Bu coğrafyanın Marksist söyleminde "Kadın sorunu" olarak kodlanan görüngüye ilgim, Friedrich Engels'in Ailenin, Özel Mülkiyetin, Devletin Kökeni'yle tanıştığım lise yıllarıma denk düşer; demek ki 1970'lerin başları... Hatta lise son sınıfta, okul yöneticilerini fazlaca ürküten bir piyes yazıp sahnelemiştik, 12 Mart bakıcı rejiminin çatlakları arasından sızan isyancı, özgürlükçü havanın etkisi altındaki bir grup kafadarla birlikte, ismi "Adım Kadın" gibi bir şeydi...

Bu ilgi lise yıllarıyla sınırlı kalmadı. Ve eninde sonunda, "Türkiye'de kadın" mevzuuna ulaştı. Bu coğrafyada kadın olmak ne anlama geliyordu? Kadınlığın serüveni neydi?

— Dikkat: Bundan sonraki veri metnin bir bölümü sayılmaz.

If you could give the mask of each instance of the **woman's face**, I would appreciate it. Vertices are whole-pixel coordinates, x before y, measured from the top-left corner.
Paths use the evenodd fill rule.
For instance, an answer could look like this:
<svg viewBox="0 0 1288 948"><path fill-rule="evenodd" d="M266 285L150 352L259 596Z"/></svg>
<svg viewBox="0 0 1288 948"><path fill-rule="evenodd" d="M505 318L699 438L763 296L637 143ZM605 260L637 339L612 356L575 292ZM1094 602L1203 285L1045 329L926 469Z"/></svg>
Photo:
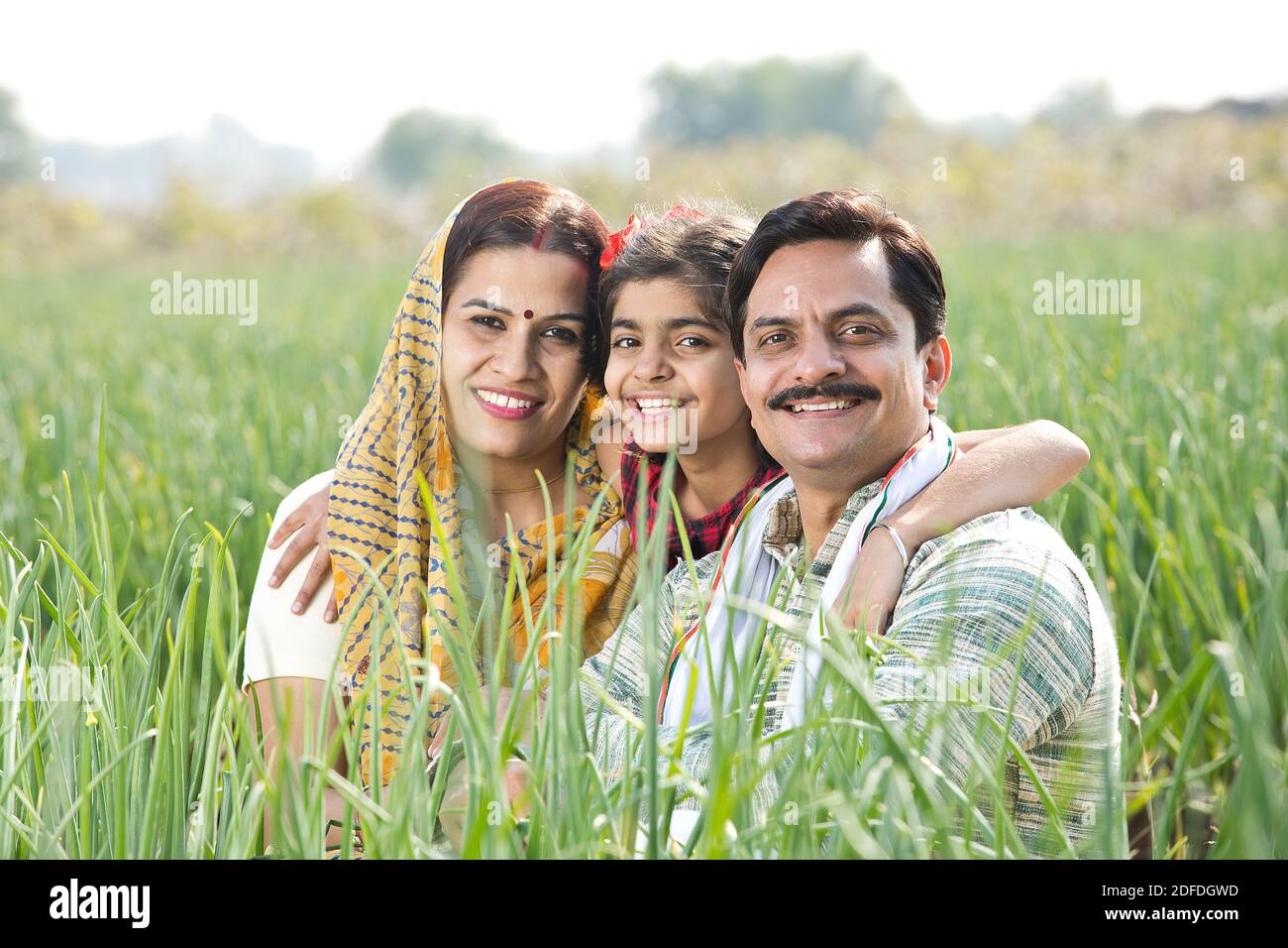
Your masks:
<svg viewBox="0 0 1288 948"><path fill-rule="evenodd" d="M645 451L701 450L751 424L729 334L674 280L626 284L613 307L604 387Z"/></svg>
<svg viewBox="0 0 1288 948"><path fill-rule="evenodd" d="M443 310L453 445L506 459L562 448L586 382L587 276L573 257L526 246L466 261Z"/></svg>

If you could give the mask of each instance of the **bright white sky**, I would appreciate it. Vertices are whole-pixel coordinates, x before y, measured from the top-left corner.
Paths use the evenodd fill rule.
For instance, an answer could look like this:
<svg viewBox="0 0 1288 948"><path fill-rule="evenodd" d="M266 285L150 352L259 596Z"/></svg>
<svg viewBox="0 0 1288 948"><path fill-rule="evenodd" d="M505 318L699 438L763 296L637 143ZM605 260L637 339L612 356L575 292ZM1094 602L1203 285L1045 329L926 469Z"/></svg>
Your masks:
<svg viewBox="0 0 1288 948"><path fill-rule="evenodd" d="M1288 4L786 0L15 3L0 86L49 138L202 130L357 159L413 107L474 114L520 146L627 144L663 62L862 52L929 117L1023 119L1104 76L1119 108L1288 90Z"/></svg>

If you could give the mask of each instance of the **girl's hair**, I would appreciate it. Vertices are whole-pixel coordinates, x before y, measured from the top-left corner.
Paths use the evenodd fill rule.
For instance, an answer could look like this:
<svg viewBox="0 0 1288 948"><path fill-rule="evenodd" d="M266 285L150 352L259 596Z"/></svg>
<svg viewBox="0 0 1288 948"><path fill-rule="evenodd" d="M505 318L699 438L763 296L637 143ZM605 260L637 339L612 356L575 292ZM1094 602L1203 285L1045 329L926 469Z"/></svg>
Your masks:
<svg viewBox="0 0 1288 948"><path fill-rule="evenodd" d="M755 223L730 204L683 206L665 217L644 215L639 232L617 254L599 279L599 307L604 335L613 324L613 308L629 282L674 280L693 291L703 319L730 333L725 308L725 282L733 259L755 230Z"/></svg>
<svg viewBox="0 0 1288 948"><path fill-rule="evenodd" d="M599 257L608 240L604 219L583 199L540 181L506 181L486 187L465 202L443 249L443 302L461 271L480 250L531 246L562 253L586 266L586 329L582 359L586 375L603 371L604 330L596 319Z"/></svg>

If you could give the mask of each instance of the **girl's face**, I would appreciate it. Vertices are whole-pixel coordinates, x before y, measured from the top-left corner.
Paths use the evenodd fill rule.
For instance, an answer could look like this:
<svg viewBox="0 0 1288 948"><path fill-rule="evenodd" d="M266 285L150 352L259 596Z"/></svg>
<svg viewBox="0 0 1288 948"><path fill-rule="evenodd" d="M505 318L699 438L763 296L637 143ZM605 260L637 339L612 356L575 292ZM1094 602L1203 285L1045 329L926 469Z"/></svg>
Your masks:
<svg viewBox="0 0 1288 948"><path fill-rule="evenodd" d="M526 246L466 261L443 308L453 445L506 459L563 445L586 384L587 276L573 257Z"/></svg>
<svg viewBox="0 0 1288 948"><path fill-rule="evenodd" d="M751 424L729 334L702 316L674 280L626 284L613 307L604 386L626 431L645 451L701 450Z"/></svg>

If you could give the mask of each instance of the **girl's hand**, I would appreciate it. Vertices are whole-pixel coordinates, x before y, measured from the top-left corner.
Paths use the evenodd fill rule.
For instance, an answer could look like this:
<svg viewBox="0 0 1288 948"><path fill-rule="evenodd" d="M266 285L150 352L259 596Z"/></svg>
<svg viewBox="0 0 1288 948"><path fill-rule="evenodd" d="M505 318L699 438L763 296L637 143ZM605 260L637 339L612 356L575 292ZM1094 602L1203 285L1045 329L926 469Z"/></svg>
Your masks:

Aytunç Altındal'ın kitabı iyi bir kaynak, sağlam bir başlangıç noktasıydı. Ama o kadar... Gerisi yoktu... 1970'lerin başlarında, bu coğrafyada kadınlık durumu üzerine çalışma yapmak isteyenlerin başvurabileceği kaynaklar son derece sınırlıydı:

B. Akarsu'nun Modern Toplumda Kadın'ı; Atatürk'ün manevi kızı Afet İnan'ın Atatürk ve Türk Kadın Haklarının Kazanılması, Tezer Taşkıran'ın Cumhuriyet'in 50. Yılında Türk Kadın Hakları, Zehra Celasin'in Tarih Boyunca Kadın, Beria Onger'in Atatürk Devrimi ve Kadınlarımız, Kemal Savcı'nın Cumhuriyet'in Ellinci Yılında Türk Kadını, vb...[2]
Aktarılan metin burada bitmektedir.